A fusion biomaterial according to any one of claims 1 to 8, wherein a fluorescent material is bound.

10. The method of claim 9,
Fluorescent materials include Dylight 488 NHE-ester dye, VybrantTM DiI, VybrantTM DiO, quantum dots nanoparticles, Cy3.5, Cy5, Cy5.5, Cy7, indocyanine green, Cypate, ITCC, NIR820, NIR2, At least one fusion biomaterial selected from the group consisting of IRDye78, IRDye80, IRDye82, Cresy Violet, Nile Blue, Oxazine 750, Rhodamine 800, Lanthanide and Texas Red.

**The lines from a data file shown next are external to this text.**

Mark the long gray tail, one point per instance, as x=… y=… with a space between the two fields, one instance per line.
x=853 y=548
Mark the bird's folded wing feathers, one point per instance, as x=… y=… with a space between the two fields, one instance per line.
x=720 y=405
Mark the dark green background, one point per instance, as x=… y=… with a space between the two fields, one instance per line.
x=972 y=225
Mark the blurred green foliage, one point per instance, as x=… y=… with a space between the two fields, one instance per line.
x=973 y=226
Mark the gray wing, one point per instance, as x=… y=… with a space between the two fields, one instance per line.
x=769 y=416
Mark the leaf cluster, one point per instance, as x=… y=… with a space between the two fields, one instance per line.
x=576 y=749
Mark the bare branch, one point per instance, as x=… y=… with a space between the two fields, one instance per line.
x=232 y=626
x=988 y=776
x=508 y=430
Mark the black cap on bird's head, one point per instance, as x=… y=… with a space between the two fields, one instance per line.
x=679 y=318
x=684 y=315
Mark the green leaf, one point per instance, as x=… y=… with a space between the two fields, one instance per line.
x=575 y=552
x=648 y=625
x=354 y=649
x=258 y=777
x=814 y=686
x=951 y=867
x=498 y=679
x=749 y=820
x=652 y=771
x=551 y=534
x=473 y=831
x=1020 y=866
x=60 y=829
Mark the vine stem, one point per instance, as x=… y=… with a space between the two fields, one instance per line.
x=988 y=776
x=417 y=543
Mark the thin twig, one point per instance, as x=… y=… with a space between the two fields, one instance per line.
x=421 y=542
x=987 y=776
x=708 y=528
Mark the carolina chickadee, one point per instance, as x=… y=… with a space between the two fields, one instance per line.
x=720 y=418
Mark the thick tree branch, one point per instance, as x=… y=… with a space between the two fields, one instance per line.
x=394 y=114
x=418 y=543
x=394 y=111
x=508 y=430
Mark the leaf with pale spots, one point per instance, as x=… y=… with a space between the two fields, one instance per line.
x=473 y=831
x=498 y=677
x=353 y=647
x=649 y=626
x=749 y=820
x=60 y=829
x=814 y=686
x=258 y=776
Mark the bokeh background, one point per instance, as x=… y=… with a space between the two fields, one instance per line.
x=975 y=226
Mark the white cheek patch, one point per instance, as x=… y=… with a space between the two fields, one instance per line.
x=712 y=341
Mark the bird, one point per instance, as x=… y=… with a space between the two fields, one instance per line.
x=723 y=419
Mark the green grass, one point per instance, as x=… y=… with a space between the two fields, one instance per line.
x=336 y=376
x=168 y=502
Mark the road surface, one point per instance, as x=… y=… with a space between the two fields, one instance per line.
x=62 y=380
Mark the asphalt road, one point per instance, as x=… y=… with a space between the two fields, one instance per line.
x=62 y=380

A fused biomaterial according to claim 9; And
A contrast agent composition comprising a pharmaceutically acceptable carrier.

A fused biomaterial according to claim 9; And
A contrast agent composition for simultaneous diagnosis or treatment comprising a pharmaceutically acceptable carrier.

The method of claim 12,
Contrast agent composition for simultaneous diagnosis or treatment of atherosclerosis or tumor.

A fused biomaterial according to claim 9; And
Multiple diagnostic probes, including diagnostic probes.